CfP POLLEN20 – How can agrarian movements address the global food and environmental crises?*

Third Biennial Conference of the Political Ecology Network (POLLEN20)
Brighton, United Kingdom
24-26 June 2020

*This session is part of ‘Conversations between political ecology and critical agrarian studies’, a series of six linked sessions that will explore complementarities and tensions between political ecology and critical agrarian studies in relation to land, energy, environment and nature, degrowth, green economies and agrarian struggles and agrarian and environmental movements. 

Session organizer

Thomas Cooper-Patriota ((Institute of Development Studies at the University of Sussex).
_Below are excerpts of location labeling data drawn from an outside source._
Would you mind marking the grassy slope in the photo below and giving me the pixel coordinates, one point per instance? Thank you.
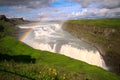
(102, 33)
(19, 61)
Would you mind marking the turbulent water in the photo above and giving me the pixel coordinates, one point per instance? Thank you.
(50, 36)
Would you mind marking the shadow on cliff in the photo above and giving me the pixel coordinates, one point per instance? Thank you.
(17, 58)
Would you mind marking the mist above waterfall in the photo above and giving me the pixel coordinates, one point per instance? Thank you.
(50, 36)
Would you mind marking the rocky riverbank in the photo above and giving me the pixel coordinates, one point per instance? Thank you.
(103, 34)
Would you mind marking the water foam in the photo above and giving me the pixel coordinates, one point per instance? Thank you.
(50, 37)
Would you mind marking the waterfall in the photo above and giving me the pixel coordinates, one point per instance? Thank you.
(49, 36)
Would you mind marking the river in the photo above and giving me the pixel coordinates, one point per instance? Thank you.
(49, 36)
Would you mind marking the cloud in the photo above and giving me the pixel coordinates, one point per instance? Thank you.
(60, 9)
(27, 3)
(100, 3)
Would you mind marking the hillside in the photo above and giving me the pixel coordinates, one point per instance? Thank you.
(103, 34)
(21, 62)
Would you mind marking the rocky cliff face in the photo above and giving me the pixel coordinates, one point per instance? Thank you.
(106, 39)
(3, 17)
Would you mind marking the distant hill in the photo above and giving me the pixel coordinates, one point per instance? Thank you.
(19, 61)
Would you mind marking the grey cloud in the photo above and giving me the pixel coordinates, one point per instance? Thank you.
(101, 3)
(27, 3)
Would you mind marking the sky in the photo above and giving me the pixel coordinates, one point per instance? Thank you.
(60, 9)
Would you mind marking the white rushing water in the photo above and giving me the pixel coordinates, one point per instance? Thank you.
(50, 36)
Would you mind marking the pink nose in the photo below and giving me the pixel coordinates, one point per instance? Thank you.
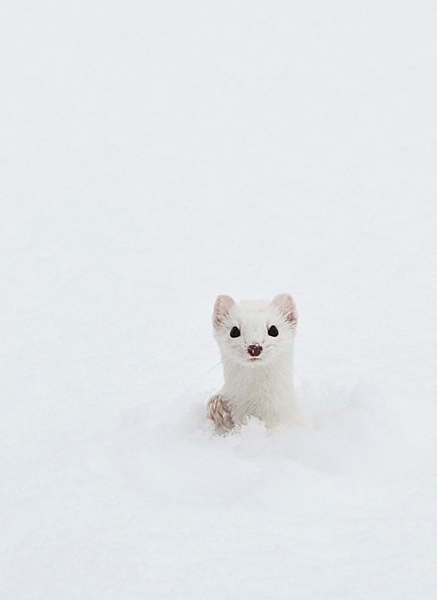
(254, 350)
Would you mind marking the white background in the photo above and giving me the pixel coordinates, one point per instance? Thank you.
(154, 154)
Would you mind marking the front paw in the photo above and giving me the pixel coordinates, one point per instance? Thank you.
(218, 411)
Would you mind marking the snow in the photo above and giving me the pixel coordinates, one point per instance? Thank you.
(153, 156)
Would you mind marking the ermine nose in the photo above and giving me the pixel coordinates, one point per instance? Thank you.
(254, 350)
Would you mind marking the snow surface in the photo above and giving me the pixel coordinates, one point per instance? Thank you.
(153, 155)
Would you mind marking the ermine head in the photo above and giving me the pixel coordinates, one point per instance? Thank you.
(254, 332)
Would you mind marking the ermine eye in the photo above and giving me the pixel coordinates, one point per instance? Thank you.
(273, 331)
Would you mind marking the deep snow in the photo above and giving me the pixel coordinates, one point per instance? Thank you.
(154, 155)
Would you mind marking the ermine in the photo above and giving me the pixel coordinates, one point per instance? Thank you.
(256, 340)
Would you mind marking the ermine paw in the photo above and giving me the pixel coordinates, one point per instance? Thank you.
(218, 411)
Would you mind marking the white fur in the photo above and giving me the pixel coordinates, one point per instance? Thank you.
(259, 386)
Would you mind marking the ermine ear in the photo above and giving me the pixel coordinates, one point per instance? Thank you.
(221, 308)
(286, 305)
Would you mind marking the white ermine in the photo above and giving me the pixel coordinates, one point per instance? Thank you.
(256, 340)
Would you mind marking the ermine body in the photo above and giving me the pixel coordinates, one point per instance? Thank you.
(256, 340)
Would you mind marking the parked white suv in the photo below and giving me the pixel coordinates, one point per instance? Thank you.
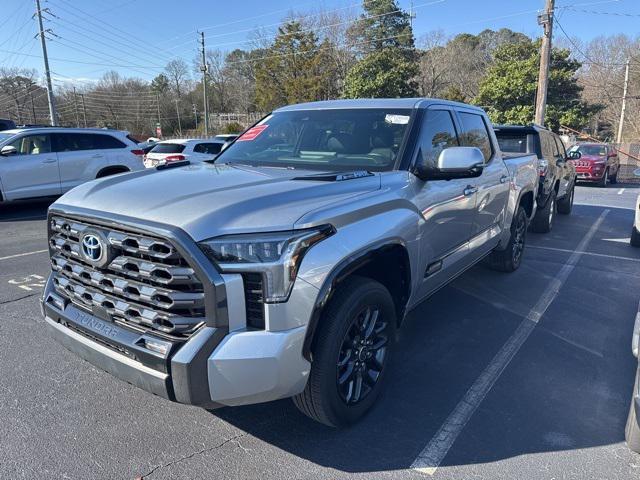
(48, 161)
(196, 150)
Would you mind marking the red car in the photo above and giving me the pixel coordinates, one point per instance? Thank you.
(598, 163)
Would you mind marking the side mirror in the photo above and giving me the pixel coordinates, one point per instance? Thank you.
(8, 150)
(453, 162)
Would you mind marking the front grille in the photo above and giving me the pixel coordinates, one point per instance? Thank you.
(254, 299)
(145, 286)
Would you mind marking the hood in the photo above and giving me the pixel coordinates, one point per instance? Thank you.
(207, 200)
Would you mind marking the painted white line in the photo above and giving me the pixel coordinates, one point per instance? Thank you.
(593, 254)
(23, 254)
(434, 452)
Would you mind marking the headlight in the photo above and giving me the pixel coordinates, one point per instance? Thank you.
(277, 256)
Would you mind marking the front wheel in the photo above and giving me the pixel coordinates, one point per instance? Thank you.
(351, 354)
(635, 237)
(509, 259)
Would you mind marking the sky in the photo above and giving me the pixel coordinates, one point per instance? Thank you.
(138, 37)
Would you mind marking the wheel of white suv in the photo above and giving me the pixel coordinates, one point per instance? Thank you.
(632, 429)
(565, 204)
(351, 354)
(509, 259)
(543, 220)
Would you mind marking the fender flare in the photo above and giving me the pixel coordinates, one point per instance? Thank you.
(342, 270)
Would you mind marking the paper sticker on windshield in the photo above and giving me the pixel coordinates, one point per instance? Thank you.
(252, 133)
(396, 119)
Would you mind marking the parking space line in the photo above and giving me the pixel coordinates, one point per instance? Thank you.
(434, 452)
(23, 254)
(593, 254)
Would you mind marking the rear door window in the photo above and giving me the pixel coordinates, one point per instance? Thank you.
(513, 143)
(168, 148)
(475, 134)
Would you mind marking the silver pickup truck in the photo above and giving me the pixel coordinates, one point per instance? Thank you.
(284, 268)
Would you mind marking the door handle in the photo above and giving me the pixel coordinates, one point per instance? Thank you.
(470, 190)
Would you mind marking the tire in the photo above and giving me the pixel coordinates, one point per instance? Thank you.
(602, 183)
(509, 259)
(635, 237)
(632, 429)
(565, 204)
(324, 398)
(543, 220)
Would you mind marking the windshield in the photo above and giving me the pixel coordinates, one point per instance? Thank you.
(595, 150)
(340, 139)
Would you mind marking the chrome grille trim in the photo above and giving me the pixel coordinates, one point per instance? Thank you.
(146, 286)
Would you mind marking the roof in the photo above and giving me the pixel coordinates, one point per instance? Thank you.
(184, 141)
(406, 103)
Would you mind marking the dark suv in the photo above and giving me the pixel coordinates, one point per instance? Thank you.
(557, 174)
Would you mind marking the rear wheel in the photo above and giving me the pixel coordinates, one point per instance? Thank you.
(350, 355)
(509, 259)
(543, 220)
(632, 430)
(565, 204)
(635, 237)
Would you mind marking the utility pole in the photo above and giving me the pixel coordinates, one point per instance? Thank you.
(178, 113)
(546, 20)
(84, 110)
(412, 15)
(75, 106)
(203, 67)
(33, 106)
(624, 103)
(47, 72)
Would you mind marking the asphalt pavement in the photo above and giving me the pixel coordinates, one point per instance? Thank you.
(497, 376)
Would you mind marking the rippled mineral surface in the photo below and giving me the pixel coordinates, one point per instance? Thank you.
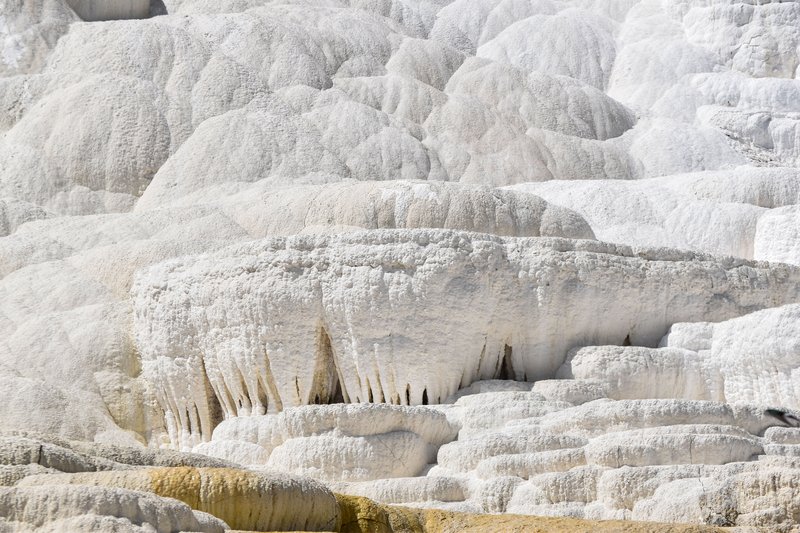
(399, 265)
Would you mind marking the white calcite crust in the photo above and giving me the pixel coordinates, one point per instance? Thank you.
(539, 256)
(289, 322)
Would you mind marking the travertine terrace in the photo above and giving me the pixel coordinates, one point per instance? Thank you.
(286, 264)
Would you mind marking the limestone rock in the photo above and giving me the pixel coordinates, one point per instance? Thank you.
(326, 284)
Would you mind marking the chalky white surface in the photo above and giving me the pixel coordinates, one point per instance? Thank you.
(214, 216)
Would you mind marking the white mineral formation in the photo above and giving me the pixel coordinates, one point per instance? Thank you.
(540, 256)
(287, 322)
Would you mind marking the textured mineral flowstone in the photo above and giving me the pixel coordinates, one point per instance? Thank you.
(222, 213)
(408, 317)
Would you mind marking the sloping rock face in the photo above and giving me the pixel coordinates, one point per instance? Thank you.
(282, 323)
(494, 256)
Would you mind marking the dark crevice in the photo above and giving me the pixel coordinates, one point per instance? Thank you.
(507, 366)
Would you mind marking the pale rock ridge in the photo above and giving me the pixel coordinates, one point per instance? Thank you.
(232, 120)
(244, 500)
(363, 304)
(63, 507)
(749, 359)
(337, 442)
(86, 317)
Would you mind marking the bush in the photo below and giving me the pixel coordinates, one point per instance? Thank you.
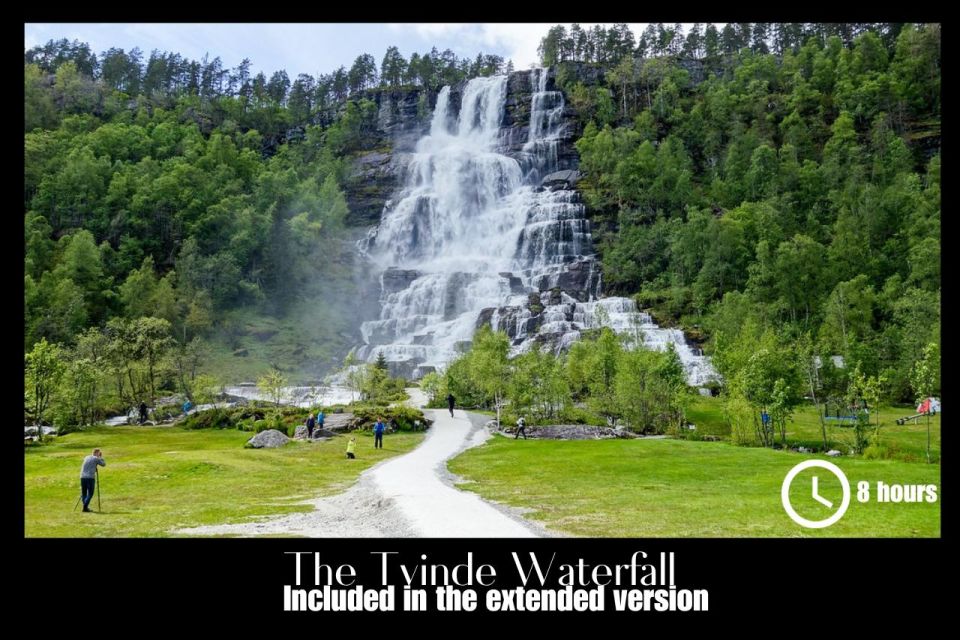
(400, 417)
(881, 452)
(212, 419)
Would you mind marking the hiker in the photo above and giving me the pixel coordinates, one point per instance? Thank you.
(88, 477)
(378, 433)
(521, 428)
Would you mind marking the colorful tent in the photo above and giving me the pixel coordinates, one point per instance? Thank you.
(929, 405)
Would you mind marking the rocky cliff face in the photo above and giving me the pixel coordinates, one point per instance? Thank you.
(403, 117)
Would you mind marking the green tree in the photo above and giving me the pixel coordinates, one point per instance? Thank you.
(44, 368)
(271, 385)
(926, 380)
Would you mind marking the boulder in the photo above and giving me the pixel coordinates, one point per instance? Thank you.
(269, 439)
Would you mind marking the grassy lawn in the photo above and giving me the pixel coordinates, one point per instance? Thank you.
(676, 488)
(907, 443)
(161, 478)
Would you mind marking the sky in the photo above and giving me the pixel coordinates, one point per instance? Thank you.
(304, 48)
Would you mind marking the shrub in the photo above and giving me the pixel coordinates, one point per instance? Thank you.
(212, 419)
(400, 417)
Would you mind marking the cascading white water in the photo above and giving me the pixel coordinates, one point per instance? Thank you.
(473, 234)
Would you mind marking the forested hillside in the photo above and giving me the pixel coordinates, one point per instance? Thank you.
(172, 205)
(768, 184)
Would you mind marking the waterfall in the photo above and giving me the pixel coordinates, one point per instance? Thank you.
(473, 237)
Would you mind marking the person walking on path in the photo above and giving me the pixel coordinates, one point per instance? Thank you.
(521, 428)
(450, 402)
(378, 433)
(88, 477)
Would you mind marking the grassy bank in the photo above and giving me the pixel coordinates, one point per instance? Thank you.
(675, 488)
(162, 478)
(907, 442)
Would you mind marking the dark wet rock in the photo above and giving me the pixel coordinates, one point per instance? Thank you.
(566, 179)
(394, 280)
(570, 432)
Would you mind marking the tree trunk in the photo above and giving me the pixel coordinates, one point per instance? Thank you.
(813, 393)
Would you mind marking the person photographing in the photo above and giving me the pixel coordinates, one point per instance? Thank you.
(88, 477)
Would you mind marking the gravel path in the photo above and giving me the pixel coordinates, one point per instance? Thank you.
(407, 496)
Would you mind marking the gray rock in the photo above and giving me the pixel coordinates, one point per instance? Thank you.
(269, 439)
(32, 431)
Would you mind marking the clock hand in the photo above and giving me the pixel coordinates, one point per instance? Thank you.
(817, 496)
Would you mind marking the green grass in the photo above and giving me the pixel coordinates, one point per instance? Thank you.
(907, 442)
(675, 488)
(162, 478)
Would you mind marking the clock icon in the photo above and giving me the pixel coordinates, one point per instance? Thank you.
(815, 494)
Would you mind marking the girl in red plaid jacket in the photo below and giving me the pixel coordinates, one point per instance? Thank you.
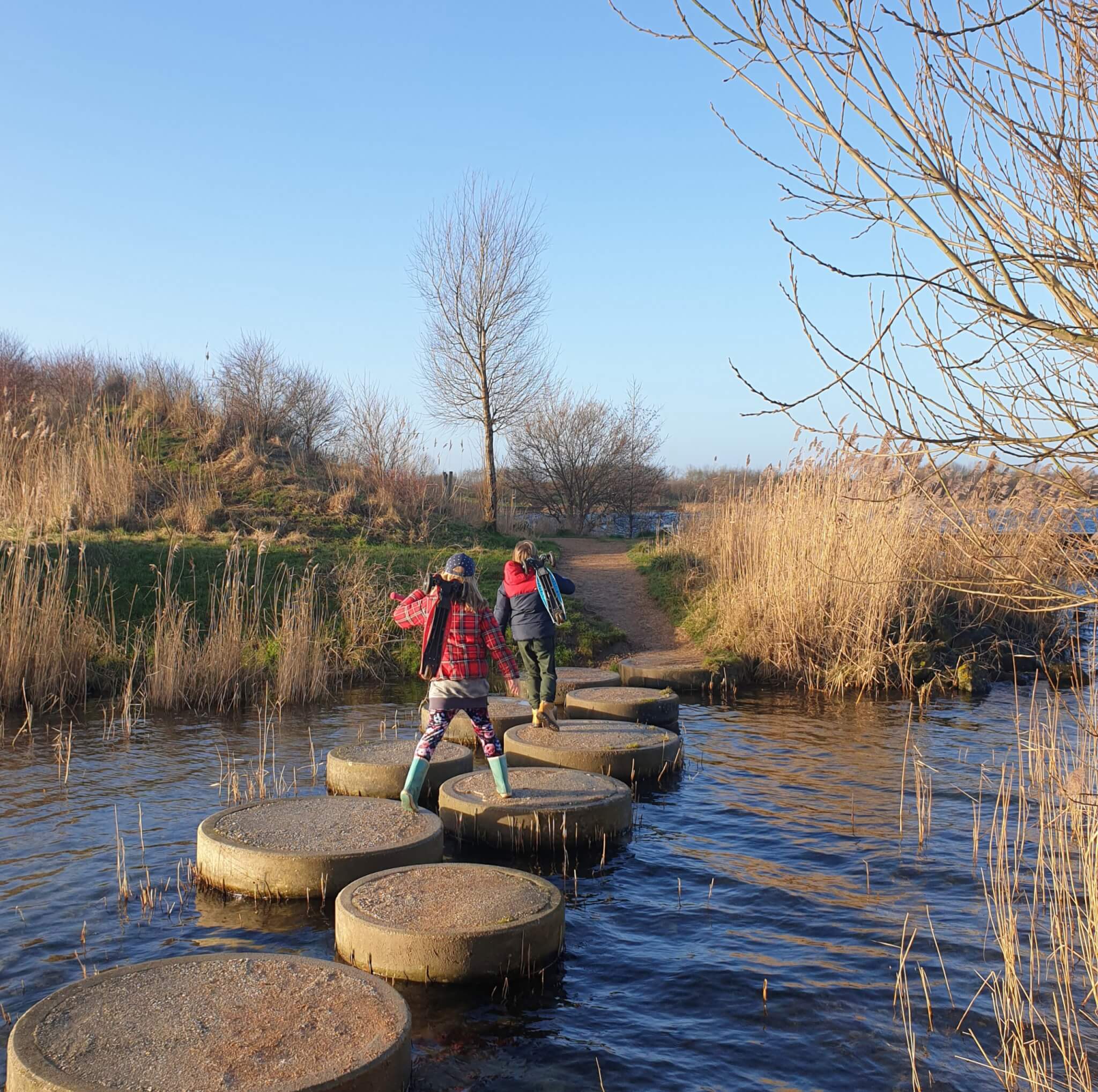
(462, 680)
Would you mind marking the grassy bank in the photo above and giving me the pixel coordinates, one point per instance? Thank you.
(172, 542)
(218, 621)
(836, 576)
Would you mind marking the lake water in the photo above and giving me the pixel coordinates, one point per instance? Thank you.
(782, 832)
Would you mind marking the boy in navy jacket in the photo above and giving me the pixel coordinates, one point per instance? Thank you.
(518, 604)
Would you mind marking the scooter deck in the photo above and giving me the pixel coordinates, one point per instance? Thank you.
(434, 632)
(551, 595)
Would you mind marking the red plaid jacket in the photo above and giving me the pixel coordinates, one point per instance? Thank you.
(469, 635)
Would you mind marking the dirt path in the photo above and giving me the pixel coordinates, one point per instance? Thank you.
(607, 582)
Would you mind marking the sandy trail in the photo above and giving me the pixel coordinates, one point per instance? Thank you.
(607, 582)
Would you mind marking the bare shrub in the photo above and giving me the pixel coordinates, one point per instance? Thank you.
(316, 414)
(639, 473)
(169, 392)
(69, 382)
(17, 371)
(383, 440)
(256, 389)
(566, 460)
(959, 146)
(486, 359)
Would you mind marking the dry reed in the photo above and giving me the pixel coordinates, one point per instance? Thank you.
(61, 477)
(835, 574)
(1041, 886)
(49, 629)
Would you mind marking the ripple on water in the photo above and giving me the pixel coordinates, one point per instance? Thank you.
(783, 805)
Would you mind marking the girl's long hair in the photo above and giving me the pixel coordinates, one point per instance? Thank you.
(471, 595)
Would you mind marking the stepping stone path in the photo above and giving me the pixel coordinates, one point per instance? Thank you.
(624, 703)
(305, 847)
(450, 923)
(579, 678)
(505, 711)
(378, 768)
(207, 1023)
(626, 752)
(533, 819)
(668, 669)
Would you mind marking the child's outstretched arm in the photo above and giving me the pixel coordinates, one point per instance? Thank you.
(413, 611)
(503, 656)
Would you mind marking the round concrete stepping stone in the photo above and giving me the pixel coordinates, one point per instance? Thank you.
(214, 1022)
(450, 923)
(505, 711)
(659, 670)
(579, 678)
(638, 704)
(534, 819)
(626, 752)
(378, 768)
(303, 847)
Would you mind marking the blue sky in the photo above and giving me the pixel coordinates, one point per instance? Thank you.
(175, 174)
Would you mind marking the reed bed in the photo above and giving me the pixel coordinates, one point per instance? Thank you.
(837, 575)
(49, 626)
(1040, 874)
(53, 477)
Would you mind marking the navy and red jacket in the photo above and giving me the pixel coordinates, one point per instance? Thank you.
(518, 603)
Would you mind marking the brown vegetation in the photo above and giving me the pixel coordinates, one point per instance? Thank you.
(835, 575)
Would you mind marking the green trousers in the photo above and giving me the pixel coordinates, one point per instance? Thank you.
(539, 667)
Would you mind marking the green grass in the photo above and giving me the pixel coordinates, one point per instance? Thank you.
(666, 577)
(128, 566)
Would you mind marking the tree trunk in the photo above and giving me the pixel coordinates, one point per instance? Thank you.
(491, 492)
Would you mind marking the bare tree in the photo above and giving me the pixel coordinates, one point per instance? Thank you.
(486, 359)
(567, 459)
(317, 404)
(639, 473)
(965, 150)
(256, 388)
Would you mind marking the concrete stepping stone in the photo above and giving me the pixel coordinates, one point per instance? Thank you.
(450, 923)
(659, 670)
(216, 1022)
(626, 752)
(638, 704)
(579, 678)
(505, 711)
(550, 808)
(309, 847)
(378, 767)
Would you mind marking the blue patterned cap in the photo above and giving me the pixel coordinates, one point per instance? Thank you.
(462, 565)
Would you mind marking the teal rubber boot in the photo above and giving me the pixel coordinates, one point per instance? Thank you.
(499, 767)
(410, 794)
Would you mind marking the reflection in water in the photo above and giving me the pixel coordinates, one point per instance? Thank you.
(773, 856)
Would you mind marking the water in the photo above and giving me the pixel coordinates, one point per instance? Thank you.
(784, 805)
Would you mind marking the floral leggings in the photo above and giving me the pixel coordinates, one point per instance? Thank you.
(441, 721)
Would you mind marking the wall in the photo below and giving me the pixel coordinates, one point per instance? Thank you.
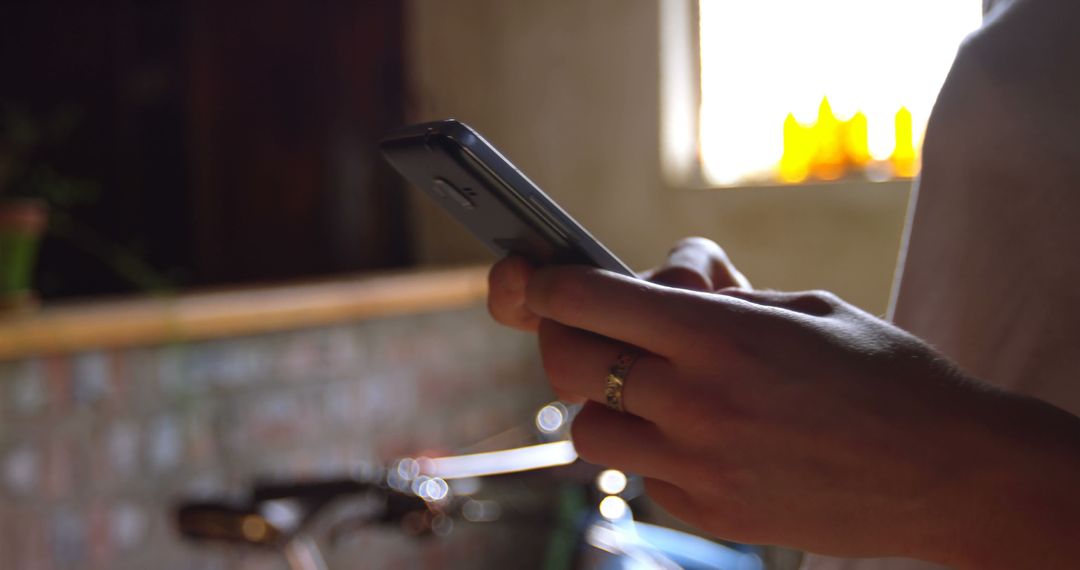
(570, 92)
(97, 446)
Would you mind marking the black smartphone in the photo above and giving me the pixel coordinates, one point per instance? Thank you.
(480, 188)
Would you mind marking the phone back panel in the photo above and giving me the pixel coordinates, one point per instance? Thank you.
(480, 188)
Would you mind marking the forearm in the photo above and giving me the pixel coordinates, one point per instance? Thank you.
(1024, 493)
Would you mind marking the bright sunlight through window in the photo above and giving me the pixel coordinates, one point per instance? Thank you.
(822, 90)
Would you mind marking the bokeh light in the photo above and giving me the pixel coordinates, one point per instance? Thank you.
(767, 59)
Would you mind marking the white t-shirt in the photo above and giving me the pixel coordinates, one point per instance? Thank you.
(991, 272)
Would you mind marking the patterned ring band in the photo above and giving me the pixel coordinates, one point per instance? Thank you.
(617, 378)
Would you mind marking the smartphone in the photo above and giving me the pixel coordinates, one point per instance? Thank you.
(480, 188)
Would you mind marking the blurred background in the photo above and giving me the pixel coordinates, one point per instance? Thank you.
(173, 148)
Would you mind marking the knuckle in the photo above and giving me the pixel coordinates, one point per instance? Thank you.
(565, 294)
(815, 302)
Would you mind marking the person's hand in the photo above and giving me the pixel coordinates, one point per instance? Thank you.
(692, 263)
(797, 419)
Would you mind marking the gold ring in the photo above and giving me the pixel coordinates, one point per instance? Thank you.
(617, 378)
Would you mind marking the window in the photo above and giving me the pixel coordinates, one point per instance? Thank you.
(796, 91)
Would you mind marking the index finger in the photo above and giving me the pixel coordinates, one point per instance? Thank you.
(660, 320)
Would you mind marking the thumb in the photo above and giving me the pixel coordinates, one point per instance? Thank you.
(697, 263)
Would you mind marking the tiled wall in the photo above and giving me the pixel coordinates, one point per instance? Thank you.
(95, 447)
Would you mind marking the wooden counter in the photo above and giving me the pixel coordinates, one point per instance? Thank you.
(202, 315)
Please send abstracts of 250 words of less to T.Cooper-Patriota@ids.ac.uk no later than November 22nd.

Session description

Peasants, agricultural workers, middle farmers, indigenous peoples – alternatively referred to as ‘small-scale food producers’, ‘peasants and other people living in rural areas’, or ‘peasant and indigenous family farmers’ make up close to 40% of the world’s population. Women and men of all ages involved in small-scale agriculture, pastoralism, fishery, or forestry activities, predominantly living in the Global South, still make up the planet’s largest labouring constituency. They are also the most vigorously organised, with the decline of industrial labour unions since the 1980s, and the rise of transnational agrarian movements since the 1990s.

Yet, the last decades have seen an increasing concentration of production, processing and distribution processes in the hands of a reduced number of agri-food giants across largely unaccountable and often predatory ‘global value chains’ reproducing and accentuating core-periphery dependency. Peasant movements mobilising their energy in influencing non-binding international treaties (CFS Tenure Guidelines, UN Declaration on the Rights of Peasants), campaigns (International Year and Decade of Family Farming) and goals (SDGs) have drawn attention to their causes and mobilized policy momentum with significant achievements in some areas of the world. This has partly been possible by demonstrating that peasant family farmers are responsible for the production of most of the world’s food and the main stewards for sustainable use of natural resources, despite representing the majority of the world’s undernourished and most vulnerable populations to climate change, biodiversity loss, and soil degradation.

Nevertheless, most national government budgets and strategies – let alone international trade and financial flows – still remain oblivious to people living in rural areas, whom they by and large perceive as reserve armies of cheap labour. Though increasing portions of urban populations begin to perceive peasants/family farmers as part of the solution to the global food and environmental crises, we are still very far from a paradigm shift.

This panel will look at experiences highlighting relationships between agrarian movement action and significant policy change. It will relatedly explore how agrarian movement policy drives towards economic, social and environmental sustainability may contribute in shaping the contours of a post-neoliberal era.